Amsterdam-based Jeroen Schouten of Pinsent Masons said hackers are increasingly extracting personal data in the early stages of cyber attacks – often before carrying out other disruptive activity, such as locking victim businesses out of their own systems. In that scenario, he said, businesses not only need to consider their obligations to notify a data breach but also, potentially, a much wider range of compliance issues.

“Attackers no longer need to encrypt systems to cause maximum damage,” Schouten said. “By stealing data first, they ensure that the harm – and the regulatory exposure – is immediate and irreversible. Backups solve encryption. They do not solve data theft. Attackers have recognised that distinction.”

“Exfiltration‑first attacks function as a stress test for GDPR compliance. When large datasets can be copied out unnoticed, it usually reveals that confidentiality, access restriction and monitoring were weaker than assumed. These incidents often expose a gap between compliance on paper and security in practice – and that gap can become very visible once regulators start asking questions.”

A data breach affecting Dutch telecoms provider Odido has spurred a wider investigation into its data retention practices. Data concerning around 6.2 million people is reported to have been exposed by hackers. The Dutch data protection authority, the Autoriteit Persoonsgegevens (AP), said it had received hundreds of complaints from former customers of the company following the incident. Odido’s compliance with telecoms security rules is being investigated by the State Inspectorate of Digital Infrastructure (RDI). The AP is looking into its compliance with data minimisation requirements under the GDPR. A mass claim against Odido which relates to the data breach has also now been lodged in the Netherlands.

Last week, the AP said it plans to proactively scrutinise whether the systems “several” ICT suppliers operate are sufficiently secure against the risk of cyber attacks.

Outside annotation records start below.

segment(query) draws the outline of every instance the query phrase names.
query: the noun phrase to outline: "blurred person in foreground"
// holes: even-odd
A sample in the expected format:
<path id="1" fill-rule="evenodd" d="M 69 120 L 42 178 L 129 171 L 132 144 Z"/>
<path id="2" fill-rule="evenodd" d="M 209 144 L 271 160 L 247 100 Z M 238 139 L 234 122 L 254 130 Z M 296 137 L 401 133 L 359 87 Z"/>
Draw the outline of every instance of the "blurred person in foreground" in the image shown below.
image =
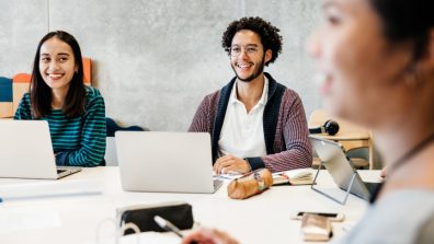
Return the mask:
<path id="1" fill-rule="evenodd" d="M 434 2 L 324 0 L 326 23 L 309 42 L 334 116 L 369 127 L 386 183 L 339 243 L 433 243 Z M 263 233 L 261 233 L 263 234 Z M 237 243 L 198 230 L 184 243 Z"/>

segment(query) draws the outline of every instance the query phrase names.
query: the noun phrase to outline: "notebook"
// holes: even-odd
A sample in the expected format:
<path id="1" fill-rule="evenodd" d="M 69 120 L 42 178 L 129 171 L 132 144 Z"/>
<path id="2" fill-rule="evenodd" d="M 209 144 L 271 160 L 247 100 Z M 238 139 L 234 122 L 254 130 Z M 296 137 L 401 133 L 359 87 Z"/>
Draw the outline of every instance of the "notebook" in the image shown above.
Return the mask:
<path id="1" fill-rule="evenodd" d="M 128 191 L 214 193 L 209 133 L 116 131 L 121 182 Z"/>
<path id="2" fill-rule="evenodd" d="M 56 167 L 48 123 L 0 119 L 0 177 L 58 179 L 81 171 Z"/>
<path id="3" fill-rule="evenodd" d="M 363 182 L 340 143 L 316 136 L 309 136 L 309 139 L 334 183 L 341 189 L 347 190 L 351 178 L 353 174 L 355 174 L 354 184 L 350 193 L 365 200 L 369 200 L 380 183 Z"/>

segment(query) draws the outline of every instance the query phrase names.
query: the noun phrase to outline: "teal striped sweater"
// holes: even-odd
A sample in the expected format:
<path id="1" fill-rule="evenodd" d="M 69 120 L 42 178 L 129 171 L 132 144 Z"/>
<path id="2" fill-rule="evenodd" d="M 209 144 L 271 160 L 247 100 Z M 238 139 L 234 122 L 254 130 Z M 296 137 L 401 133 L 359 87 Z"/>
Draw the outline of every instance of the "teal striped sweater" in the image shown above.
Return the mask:
<path id="1" fill-rule="evenodd" d="M 61 109 L 53 109 L 42 118 L 49 124 L 57 165 L 98 166 L 105 154 L 105 105 L 95 88 L 85 88 L 88 103 L 80 117 L 66 118 Z M 30 93 L 24 94 L 14 119 L 35 119 L 31 113 Z"/>

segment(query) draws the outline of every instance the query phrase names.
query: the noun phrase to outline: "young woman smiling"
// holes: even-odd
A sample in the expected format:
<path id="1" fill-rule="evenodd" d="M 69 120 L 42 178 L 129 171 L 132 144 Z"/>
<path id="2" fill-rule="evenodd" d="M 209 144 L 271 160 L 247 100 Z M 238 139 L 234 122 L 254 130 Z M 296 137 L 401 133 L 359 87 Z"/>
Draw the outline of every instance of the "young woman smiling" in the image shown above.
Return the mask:
<path id="1" fill-rule="evenodd" d="M 434 2 L 324 0 L 309 53 L 335 116 L 373 129 L 388 165 L 378 197 L 340 243 L 433 243 Z M 263 233 L 261 233 L 263 234 Z M 198 230 L 183 243 L 237 243 Z"/>
<path id="2" fill-rule="evenodd" d="M 41 39 L 31 91 L 14 119 L 48 121 L 57 165 L 104 164 L 104 100 L 96 89 L 83 84 L 81 50 L 72 35 L 57 31 Z"/>

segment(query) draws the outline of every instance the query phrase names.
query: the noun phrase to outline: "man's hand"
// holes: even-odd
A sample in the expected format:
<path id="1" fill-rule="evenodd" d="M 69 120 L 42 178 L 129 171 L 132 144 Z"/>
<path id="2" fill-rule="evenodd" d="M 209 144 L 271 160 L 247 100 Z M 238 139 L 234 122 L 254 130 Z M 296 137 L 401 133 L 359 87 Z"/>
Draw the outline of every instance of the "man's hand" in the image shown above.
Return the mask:
<path id="1" fill-rule="evenodd" d="M 231 154 L 219 158 L 214 164 L 214 172 L 216 172 L 216 174 L 226 174 L 230 171 L 244 174 L 250 172 L 250 164 L 245 160 Z"/>

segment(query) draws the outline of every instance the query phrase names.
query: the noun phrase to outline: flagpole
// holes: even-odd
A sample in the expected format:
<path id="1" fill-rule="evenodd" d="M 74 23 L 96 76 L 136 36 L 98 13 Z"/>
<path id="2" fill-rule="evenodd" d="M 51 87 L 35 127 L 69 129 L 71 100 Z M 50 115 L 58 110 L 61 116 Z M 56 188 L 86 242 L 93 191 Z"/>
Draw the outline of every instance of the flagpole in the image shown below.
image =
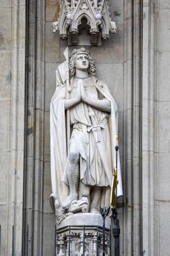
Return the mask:
<path id="1" fill-rule="evenodd" d="M 113 234 L 114 238 L 114 256 L 120 256 L 120 226 L 119 221 L 117 218 L 117 185 L 119 180 L 117 179 L 117 157 L 119 146 L 118 145 L 118 135 L 116 135 L 116 145 L 115 147 L 116 152 L 116 168 L 114 167 L 113 173 L 112 184 L 111 190 L 110 204 L 112 211 L 112 217 L 114 220 L 115 226 L 113 229 Z M 116 190 L 116 193 L 115 193 Z"/>
<path id="2" fill-rule="evenodd" d="M 66 70 L 65 70 L 65 78 L 66 83 L 66 99 L 69 99 L 70 98 L 70 74 L 69 69 L 69 57 L 70 56 L 70 52 L 68 47 L 65 49 L 63 52 L 63 54 L 66 60 Z M 68 152 L 68 145 L 70 140 L 70 109 L 67 110 L 67 152 Z"/>

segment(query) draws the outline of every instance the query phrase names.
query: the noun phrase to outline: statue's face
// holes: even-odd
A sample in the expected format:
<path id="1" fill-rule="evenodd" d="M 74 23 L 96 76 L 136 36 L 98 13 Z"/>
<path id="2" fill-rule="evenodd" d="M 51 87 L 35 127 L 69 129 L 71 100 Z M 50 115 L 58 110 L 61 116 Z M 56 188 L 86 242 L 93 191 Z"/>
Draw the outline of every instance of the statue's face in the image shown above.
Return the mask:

It highlighted how ICT suppliers often process the personal data of many different organisations and said that, because of this, there could be significant consequences if such a supplier experiences a data breach.

Schouten said: “The AP’s focus on ICT suppliers exemplifies the need for adequate supply chain security as introduced by the Cyberbeveiligingswet, which implements NIS2 in the Netherlands. Organisations cannot outsource operational control and retain legal responsibility without meaningful oversight. In today’s threat environment, a supplier breach is no longer a peripheral risk. It is a central governance issue with potentially massive downstream impact.”